I sound like someone who actually implemented TTS in a few projects. Not in a game, but for that functionality, there is no difference.
Hell, one of them was actually both ways (speech to text), including speech analysis to translate to 3D mouth movements (how to move the animated mouth to fit what was said). And it still only took a week for two people.
Sorry, but any coder who cannot implement a simple feature in a short time is not worth their money.
Many game devs are terrible coders, though, I'll give you that...
Yes, simple. Just use some libraries, without properly checking their code, without proper testing. Great recipe for success in a multiplayer game.
The fact that it is a multiplayer game is entirely irrelevant for a functionality which produces audio from a string. Multiplayer/networking generally doubles most effort involved in development, but in this case it simply doesn't.

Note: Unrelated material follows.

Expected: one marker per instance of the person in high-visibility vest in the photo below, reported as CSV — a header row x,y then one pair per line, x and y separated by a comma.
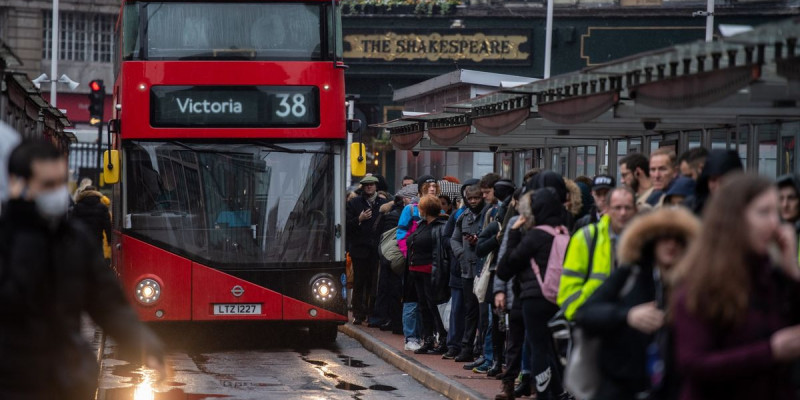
x,y
590,257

You either read an incoming chat string out loud or you don't, this affects the rest of the game in no way at all (other than maybe adding options for it).
Don't make this seem complicated when it really isn't. Maybe your boss is clueless and that guarantees your job, but don't treat everyone like that...
Also, if there would be any real need to check third-party code before using it, nobody would ever use professional third-party libs, as those are almost always closed source.
And even if it is open source, nobody reads through a library's code before using it. That's a waste of time.
You look at the API, examples and where it has been used so far.
Is the library used often in other projects without complaints? Yes? You're good, use it. Others already did the testing for you.
In the case of TTS, there are so many choices available that checking them out probably takes longer than implementing one. Which is kind of a luxury problem to have.